Als die Dramedy im Oktober 2020 veröffentlicht wurde, war die Aufregung
über die platten Frankreichklischees groß. US-Amerikanerin Emily wird für
ein Jahr nach Paris geschickt, um Ordnung in das französische Schwesterbüro
der Marketingfirma zu bringen. Vor Ort bekommt sie erst einmal den vollen
Kulturschock: Ihre Arbeitskolleg:innen treffen erst am späten
Vormittag im Büro ein, machen stundenlang Mittagspause und scheinen weder
das Internet noch die #MeToo-Bewegung verstanden zu haben. Dazu gibt es
einen Haufen Begrüßungsküsse, Croissants und dutzende Kameraschwenks über
den blinkenden Eiffelturm.
Geht gar nicht, so lautete die allgemeine Reaktion auf die Serie von Darren
Star („Sex and the City“). Vor allem von französischer Seite wurden die
stereotypen Darstellungen kritisiert: Hier die Amerikaner:innen –
stets anstrengend gut gelaunt, dort die Französ:innen, die zwar wissen,
wie man das Leben genießt, dabei aber dauerhaft schlecht gelaunt sind. Die
Stadt Paris wirkt derweil so glatt gebügelt dass jede Realitätsnähe
verschwunden ist. Der Plot übrigens bleibt flach und vorhersehbar.

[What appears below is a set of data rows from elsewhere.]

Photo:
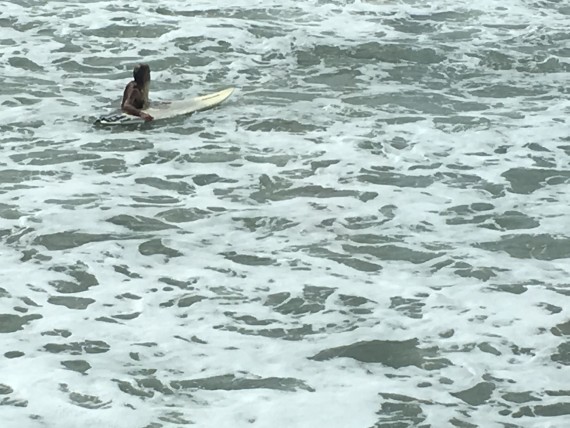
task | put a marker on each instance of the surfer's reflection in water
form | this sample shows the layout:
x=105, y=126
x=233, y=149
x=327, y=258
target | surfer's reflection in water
x=135, y=97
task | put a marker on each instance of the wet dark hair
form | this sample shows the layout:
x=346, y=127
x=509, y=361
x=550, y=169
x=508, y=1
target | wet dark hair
x=141, y=73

## Die Kritik nahm kein Ende
Und auch wenn diese Kritik an der Sendung durchaus ihre Berechtigung hat,
war es dann doch beachtlich, mit welcher Verve sie stattgefunden hat – bis
hin zu Hetze gegen die Darsteller:innen in sozialen Medien.
Sogar im Feuilleton wurde die Serie mit erstaunlicher Leidenschaft
zerrissen. „Die vielleicht dümmste Serie in der Geschichte von Netflix“,
schrieb beispielsweise die Berliner Zeitung. Und der Guardian: „Ich wundere
mich, was die Franzosen gemacht haben müssen, um ‚Emily in Paris‘ verdient
zu haben.“
Und die Kritik nahm kein Ende. Als die Serie Monate nach Veröffentlichung
für zwei [1][Golden Globes] nominiert wurde, ging das Ganze von vorne los.
Die zweite Staffel macht nun genau da weiter, wo die erste aufgehört hat.
Paris sieht immer noch aus wie ein Disneyland, in dem sich nur Menschen in
Designerkleidung in vierstelliger Preishöhe auf die Straße wagen. Emily
spricht nach wie vor kein Französisch, ihre Outfits sind weiterhin schrill
und die kulturellen Unterschiede bei der Arbeit noch lange nicht
überwunden.
## Der perfekte Hate-Watch
Und dann bekommt Camille (die Kundin und beste Freundin) natürlich auch
noch heraus, dass Emily mit ihrem Freund geschlafen hat, dem Koch. Merde!
Abstand nehmen funktioniert leider auch nicht, schließlich muss Emilys
Luxuswerbeagentur gleichzeitig die Champagnerkellerei von Camilles Familie
und das neue Restaurant des Freunds betreuen. Es wird auch in dieser
Staffel kein Frankreichklischee ausgelassen.
2020 war „Emily in Paris“ die erfolgreichste Comedyserie auf Netflix –
obwohl alle Welt sie zu hassen scheint. Oder gerade deswegen? „Emily in
Paris“ ist der perfekte Hate-Watch. Eine kurzweilige Unterhaltung, die man
einfach nicht zu ernst nehmen sollte. Nicht nur die Französ:innen, auch
die Amerikaner:innen bekommen dabei ihr Fett weg.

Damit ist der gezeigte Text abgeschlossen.